Mehr Sicherheit für Donezk und Umgebung
Nach dem Fall von Awdejewka sind die Russen nun in der Lage, die Frontlinie weiter Richtung Westen zu verschieben und der Zivilbevölkerung in der Region damit mehr Sicherheit zu geben. Immerhin haben die aus Awdejewka geführten ukrainischen Angriffe mit FPV-Drohnen sowie die zahlreichen Artillerieschläge auf Donezk und die umliegenden Ortschaften jetzt ein Ende.
Vor allem mit Angriffen aus Haubitzen geht die ukrainische Führung bereits seit März 2014 und bis heute mit Terror gegen die Menschen im Donbass vor, die nach dem blutigen Machtwechsel in Kiew 2014 nicht mehr Teil der "Post-Maidan-Ukraine" sein wollten und sich für eine gemeinsame Zukunft mit Russland entschieden. Die Opfer dieser Angriffe gehen in die Tausende, die meisten davon Frauen, Kinder und Alte.

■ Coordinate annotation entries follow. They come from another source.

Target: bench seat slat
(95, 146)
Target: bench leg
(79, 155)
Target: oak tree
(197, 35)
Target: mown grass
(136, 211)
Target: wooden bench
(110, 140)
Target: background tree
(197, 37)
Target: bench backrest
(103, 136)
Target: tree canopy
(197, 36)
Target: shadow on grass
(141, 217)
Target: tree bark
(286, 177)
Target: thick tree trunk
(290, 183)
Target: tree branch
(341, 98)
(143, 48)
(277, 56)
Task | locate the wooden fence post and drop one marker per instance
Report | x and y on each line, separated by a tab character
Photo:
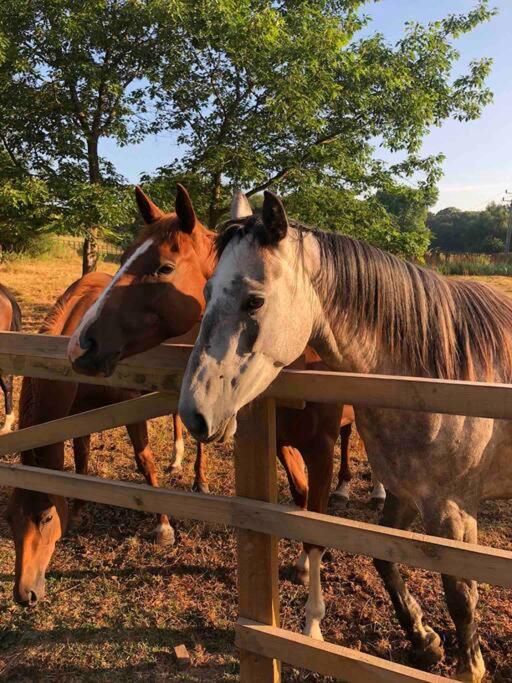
256	477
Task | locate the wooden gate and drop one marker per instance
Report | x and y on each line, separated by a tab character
254	512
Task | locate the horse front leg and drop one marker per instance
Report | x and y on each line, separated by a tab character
138	433
81	452
200	479
319	461
6	382
449	520
178	449
398	514
342	491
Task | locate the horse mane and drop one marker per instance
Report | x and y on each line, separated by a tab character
430	325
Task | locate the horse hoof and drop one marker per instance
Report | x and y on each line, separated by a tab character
313	632
74	522
476	673
164	536
471	676
377	503
338	501
300	577
432	650
201	487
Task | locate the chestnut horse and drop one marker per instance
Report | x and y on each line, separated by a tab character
38	520
10	320
157	294
365	311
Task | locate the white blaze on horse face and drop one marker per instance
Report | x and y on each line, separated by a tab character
75	350
240	348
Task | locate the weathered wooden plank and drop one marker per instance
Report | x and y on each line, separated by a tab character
325	658
181	504
256	478
162	369
97	420
489	565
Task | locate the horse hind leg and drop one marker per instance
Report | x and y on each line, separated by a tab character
451	521
427	644
6	382
138	433
378	495
200	478
315	606
178	450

Eine ausreichende Sicherheit für die Bevölkerung wird aber erst dann gewährleistet werden können, wenn die ukrainische Artillerie sich noch viel weiter zurückzieht und an Donezk nicht mehr heranreichen kann. Angesichts der Tatsache, dass die Ukrainer unter anderem die französische Haubitze vom Typ "Caesar" mit einer Schussreichweite von etwa 40 Kilometern verwenden, müsste Russland seinen bisherigen Vorstoß also noch deutlich ausweiten.
Dafür könnten seine Truppen zum Beispiel in Richtung der etwa 110 Kilometer weiter nördlich gelegenen städtischen Agglomeration Slawjansk-Kramatorsk vorrücken. Diese zwei Städte bilden die letzte massiv ausgebaute Verteidigungslinie der Ukrainer in der Donezker Volksrepublik und gelten zudem als das Einfallstor nach Charkow. Gleichzeitig könnten die Russen im Süden zunächst zu der strategisch wichtigen Ortschaft Kurachowo vorstoßen, mit dem Ziel, anschließend die ebenfalls außerordentlich stark befestigte Stadt Ugledar einzunehmen. Dieses Unterfangen konnten die ukrainischen Einheiten in Awdejewka bis zuletzt vereiteln.
Wiederherstellung des logistischen Knotenpunktes
Darüber hinaus hat Awdejewka eine immense Bedeutung für die Logistik im Raum Donezk. Für das ukrainische Militär fungierte die Stadt als ein wichtiger Transport-Knotenpunkt, der für die Versorgung des gesamten Frontabschnitts essenziell war. Nun könnte sie für die russischen Truppen als Logistikzentrum dienen und die Frontabschnitte im Norden und Süden der Donezker Volksrepublik transporttechnisch endlich besser miteinander verbinden.
Dafür sollte Russland zunächst die Bahnverbindung zwischen Donezk und dem nahegelegenen Vorort Jasinowataja wiederherstellen, der bereits seit Sowjetzeiten als der Hauptknotenpunkt des Donbass gilt. Dieser Abschnitt wurde im Zuge der Kampfhandlungen zwischen Kiew und den Donezker Volksmilizen 2014 blockiert und seitdem praktisch nicht mehr verwendet. Zudem könnte Donezk durch eine andere Linie mit dem wichtigen Knotenpunkt Debalzewo verbinden, um dadurch auch die Versorgung der russischen Armee aus dem Hinterland zu erleichtern.
Darüber hinaus gibt es jetzt die Möglichkeit, die Ringautobahn um Donezk wiederherzustellen, die ebenfalls seit fast zehn Jahren außer Betrieb war. Diese Schnellstraße wurde extra für die Fußball-Europameisterschaft 2012 gebaut und könnte sowohl die für das Militär notwendige Logistik verbessern als auch künftig die Straßen rund um die regionale Hauptstadt entlasten.
Noch bleiben diese Bahn- und Straßenverbindungen in Reichweite der ukrainischen Artillerie und könnten daher nur bedingt genutzt werden. Sobald aber die Frontline weiter von Donezk weggerückt ist, werden sich die Transportkapazitäten im Donbass merklich erhöhen.